Page MenuHomePhabricator

labtestneutron2001: reimage to stretch & rename to cloudnet2001-dev
Closed, ResolvedPublic

Description

Use this server to try the upgrade from jessie to stretch.

Since trying the new puppet code involves reimaging, let's rename to the modern naming scheme while at it.

Timeline would be:

  • disable puppet in labtestneutron2001
  • merge puppet patch to rename and get the new debian installer working
  • merge dns patch to add the new FQDNs (partial, the old mgmt names still remains)
  • run the wmf-auto-reimage-host script
  • merge DNS cleanup patch
  • netbox update
  • get the physical relabeling done (T214181)
  • done

By the way, this server is standby in the neutron setup in the labtestn deployment.

Event Timeline

aborrero triaged this task as Medium priority.Jan 18 2019, 1:50 PM
aborrero created this task.

Change 485185 had a related patch set uploaded (by Arturo Borrero Gonzalez; owner: Arturo Borrero Gonzalez):
[operations/puppet@production] labtestneutron2001: reimage to stretch and rename to cloudnet2001-dev

https://gerrit.wikimedia.org/r/485185

Change 485187 had a related patch set uploaded (by Arturo Borrero Gonzalez; owner: Arturo Borrero Gonzalez):
[operations/dns@master] labtestneutron2001: rename to cloudnet2001-dev

https://gerrit.wikimedia.org/r/485187

Change 485185 merged by Arturo Borrero Gonzalez:
[operations/puppet@production] labtestneutron2001: reimage to stretch and rename to cloudnet2001-dev

https://gerrit.wikimedia.org/r/485185

Change 485187 merged by Arturo Borrero Gonzalez:
[operations/dns@master] labtestneutron2001: rename to cloudnet2001-dev

https://gerrit.wikimedia.org/r/485187

Script wmf-auto-reimage was launched by aborrero on cumin1001.eqiad.wmnet for hosts:

labtestneutron2001.codfw.wmnet

The log can be found in /var/log/wmf-auto-reimage/201901181613_aborrero_249597_labtestneutron2001_codfw_wmnet.log.
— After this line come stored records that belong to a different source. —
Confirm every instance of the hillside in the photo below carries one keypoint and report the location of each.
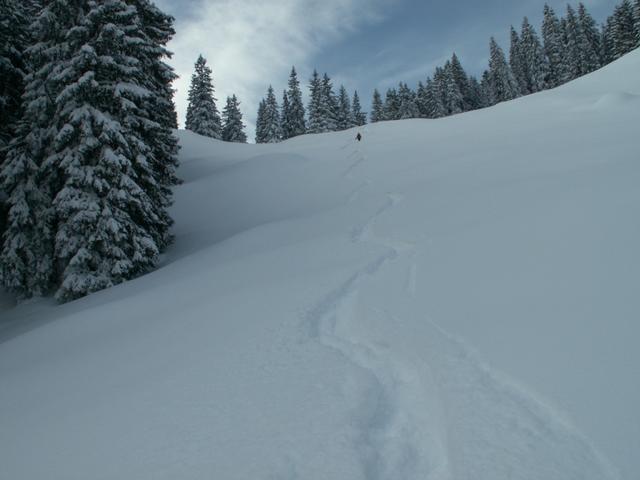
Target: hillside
(447, 299)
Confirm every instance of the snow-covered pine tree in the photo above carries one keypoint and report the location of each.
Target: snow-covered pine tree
(503, 85)
(296, 121)
(391, 105)
(157, 30)
(553, 47)
(233, 128)
(32, 7)
(285, 111)
(202, 113)
(407, 106)
(485, 87)
(344, 118)
(271, 116)
(82, 147)
(535, 64)
(436, 96)
(359, 117)
(316, 123)
(260, 122)
(329, 105)
(462, 81)
(421, 100)
(454, 101)
(516, 62)
(573, 43)
(26, 249)
(589, 41)
(13, 41)
(623, 38)
(636, 21)
(377, 107)
(476, 98)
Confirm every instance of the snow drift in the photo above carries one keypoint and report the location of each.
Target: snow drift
(448, 299)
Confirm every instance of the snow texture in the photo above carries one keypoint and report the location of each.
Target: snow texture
(451, 299)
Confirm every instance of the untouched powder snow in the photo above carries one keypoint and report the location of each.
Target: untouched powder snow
(453, 299)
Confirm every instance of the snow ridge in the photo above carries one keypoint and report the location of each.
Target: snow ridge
(397, 437)
(446, 415)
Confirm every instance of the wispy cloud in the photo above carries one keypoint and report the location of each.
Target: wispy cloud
(251, 43)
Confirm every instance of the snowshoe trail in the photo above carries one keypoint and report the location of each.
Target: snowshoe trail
(441, 413)
(397, 434)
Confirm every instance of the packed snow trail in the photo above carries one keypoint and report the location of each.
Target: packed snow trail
(409, 412)
(449, 299)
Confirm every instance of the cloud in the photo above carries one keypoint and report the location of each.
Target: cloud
(252, 43)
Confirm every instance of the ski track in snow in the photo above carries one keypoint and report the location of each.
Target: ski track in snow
(395, 437)
(409, 418)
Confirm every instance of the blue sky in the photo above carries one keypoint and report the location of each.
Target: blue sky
(363, 44)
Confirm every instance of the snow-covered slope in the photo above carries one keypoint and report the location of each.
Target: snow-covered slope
(453, 299)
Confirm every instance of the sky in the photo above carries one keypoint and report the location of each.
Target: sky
(363, 44)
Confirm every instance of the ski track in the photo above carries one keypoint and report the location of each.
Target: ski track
(430, 421)
(394, 439)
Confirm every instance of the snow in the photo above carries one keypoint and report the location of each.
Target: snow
(447, 299)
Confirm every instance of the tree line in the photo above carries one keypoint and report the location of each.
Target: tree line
(88, 154)
(569, 47)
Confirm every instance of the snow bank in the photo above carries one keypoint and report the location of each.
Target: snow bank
(450, 299)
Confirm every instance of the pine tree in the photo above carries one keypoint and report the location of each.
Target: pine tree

Mentioned in SAL (#wikimedia-operations) [2019-01-18T16:14:50Z] <arturo> T214167 reimage+rename labtestneutron2001.codfw.wmnet (jessie) to cloudnet2001-dev.codfw.wmnet (stretch)

Completed auto-reimage of hosts:

['cloudnet2001-dev.codfw.wmnet']

Of which those FAILED:

['cloudnet2001-dev.codfw.wmnet']

The host was successfully reimaged+renamed, despite the ops-monitoring-bot message.

Change 485613 had a related patch set uploaded (by Arturo Borrero Gonzalez; owner: Arturo Borrero Gonzalez):
[operations/dns@master] labtestneutron2001: cleanup

https://gerrit.wikimedia.org/r/485613

Change 485613 merged by Arturo Borrero Gonzalez:
[operations/dns@master] labtestneutron2001: cleanup

https://gerrit.wikimedia.org/r/485613

aborrero updated the task description. (Show Details)

cloudnet2001-dev - Check systemd state - CRITICAL - degraded: The system is operational but one or more units failed.

https://icinga.wikimedia.org/cgi-bin/icinga/extinfo.cgi?type=2&host=cloudnet2001-dev&service=Check+systemd+state

cloudnet2001-dev - Check systemd state - CRITICAL - degraded: The system is operational but one or more units failed.

https://icinga.wikimedia.org/cgi-bin/icinga/extinfo.cgi?type=2&host=cloudnet2001-dev&service=Check+systemd+state

Thanks! should be solved now.

Currently we have the following alerts:

cloudcontrol2001-dev - systemd state
cloudnet2002-dev - systemd state
cloudnet2003-dev - Check whether microcode mitigations for CPU vulnerabilities are applied, DPKG state
cloudvirt2001-dev - DPKG
cloudvirt2002-dev - DPKG
cloudvirt2003-dev -systemd state